During the Cold War era between the US and the former Soviet Union, Pakistan sided with the US and received Afghani refugees and accommodated them. And after terrorist attacks on the US on September 11, 2001, Pakistan became involved in the US-led war against terrorism, particularly against its neighbour Afghanistan.

The two countries do share similar kinds of problems, especially those related to fundamentalism, said Pakistani intellectuals and members of the academia community.

Both “Pakistan and Afghanistan look like the same in the media, but actually we are not. There is a [lot] of difference,” said Kanwal Ameen, professor at the Department of Information Management at the University of Punjab, in Lahore, one of the oldest communication schools in South Asia.

“Pakistan’s impression in the media is not positive,’ said Ameen. “Even if we invite people for conferences, they are reluctant to come because of what is called security threats and fear... No matter what efforts we make, [it won’t succeed], unless the world looks at us as if we are not terrorists and we are equally good human beings like the other parts of the world,” she said.

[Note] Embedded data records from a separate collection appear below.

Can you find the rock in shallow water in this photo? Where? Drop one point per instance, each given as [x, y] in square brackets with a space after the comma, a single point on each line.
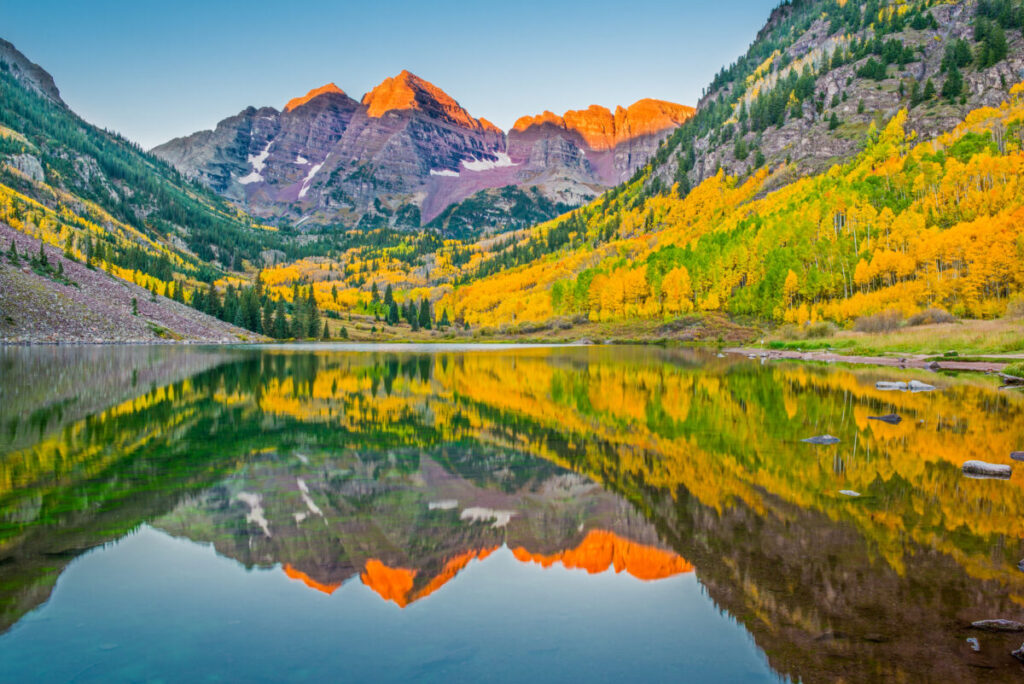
[983, 469]
[998, 625]
[912, 386]
[823, 439]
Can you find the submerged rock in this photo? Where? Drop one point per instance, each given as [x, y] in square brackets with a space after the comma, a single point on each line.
[823, 439]
[983, 469]
[998, 625]
[895, 386]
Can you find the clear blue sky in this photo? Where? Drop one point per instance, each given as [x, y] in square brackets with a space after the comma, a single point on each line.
[155, 70]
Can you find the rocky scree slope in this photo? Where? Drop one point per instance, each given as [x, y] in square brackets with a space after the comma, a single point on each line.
[91, 306]
[819, 74]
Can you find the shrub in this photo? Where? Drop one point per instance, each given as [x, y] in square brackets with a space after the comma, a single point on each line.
[930, 316]
[820, 329]
[880, 323]
[788, 332]
[1015, 309]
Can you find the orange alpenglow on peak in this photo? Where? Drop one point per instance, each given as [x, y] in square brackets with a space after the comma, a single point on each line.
[315, 92]
[395, 584]
[408, 91]
[601, 129]
[309, 582]
[601, 550]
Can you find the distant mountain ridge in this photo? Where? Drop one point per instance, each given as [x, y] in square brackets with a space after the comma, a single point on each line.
[408, 151]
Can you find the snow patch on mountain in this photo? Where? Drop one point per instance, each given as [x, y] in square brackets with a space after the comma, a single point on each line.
[308, 179]
[503, 161]
[257, 162]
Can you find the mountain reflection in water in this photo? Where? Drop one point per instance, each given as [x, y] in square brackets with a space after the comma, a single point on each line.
[403, 471]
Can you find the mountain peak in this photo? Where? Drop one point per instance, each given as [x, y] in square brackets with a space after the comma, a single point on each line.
[312, 94]
[409, 91]
[601, 129]
[29, 74]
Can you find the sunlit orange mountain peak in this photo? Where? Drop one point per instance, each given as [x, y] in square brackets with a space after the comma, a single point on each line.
[601, 550]
[598, 552]
[395, 584]
[312, 94]
[601, 129]
[408, 91]
[309, 582]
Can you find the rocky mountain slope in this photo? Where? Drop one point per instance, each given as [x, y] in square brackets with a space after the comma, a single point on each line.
[860, 157]
[820, 73]
[72, 303]
[408, 151]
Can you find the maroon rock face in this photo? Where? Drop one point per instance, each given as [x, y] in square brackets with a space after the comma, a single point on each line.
[330, 159]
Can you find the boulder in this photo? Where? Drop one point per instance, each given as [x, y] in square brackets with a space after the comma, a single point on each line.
[998, 625]
[983, 469]
[823, 439]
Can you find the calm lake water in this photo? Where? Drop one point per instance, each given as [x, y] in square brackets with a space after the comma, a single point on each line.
[513, 514]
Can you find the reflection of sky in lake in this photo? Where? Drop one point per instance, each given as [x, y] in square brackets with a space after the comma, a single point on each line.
[151, 603]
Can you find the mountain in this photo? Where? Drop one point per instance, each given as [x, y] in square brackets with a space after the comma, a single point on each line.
[859, 158]
[114, 223]
[408, 152]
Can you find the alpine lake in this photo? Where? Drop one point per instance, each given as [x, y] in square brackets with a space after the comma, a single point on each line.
[507, 513]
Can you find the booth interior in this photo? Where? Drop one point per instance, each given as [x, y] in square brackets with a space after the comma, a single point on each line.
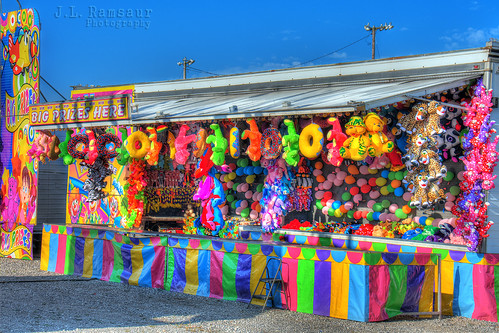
[379, 205]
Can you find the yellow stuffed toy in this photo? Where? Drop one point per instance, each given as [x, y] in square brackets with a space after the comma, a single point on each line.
[379, 141]
[355, 147]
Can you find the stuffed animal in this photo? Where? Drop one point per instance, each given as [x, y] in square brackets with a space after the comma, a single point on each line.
[291, 144]
[379, 141]
[255, 137]
[181, 143]
[219, 144]
[337, 138]
[408, 122]
[356, 145]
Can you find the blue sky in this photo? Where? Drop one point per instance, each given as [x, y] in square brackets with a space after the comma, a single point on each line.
[226, 37]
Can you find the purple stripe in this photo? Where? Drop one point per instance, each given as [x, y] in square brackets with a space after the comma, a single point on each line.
[178, 279]
[79, 255]
[126, 254]
[322, 288]
[243, 277]
[415, 281]
[107, 260]
[216, 274]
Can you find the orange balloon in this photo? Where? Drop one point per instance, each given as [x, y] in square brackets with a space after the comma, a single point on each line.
[353, 170]
[396, 183]
[349, 180]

With an aim to reflect this reality, Punjab University is currently working on finalising the paper work to get its name among the top Asian universities.

So far, there are two private higher institutions among the top 200 Asian universities.

“We need to work on that from our end… The government is very serious of ranking universities, and the chancellor is very serious in making the university come on those ranking… you can attract international students,” Ameen said.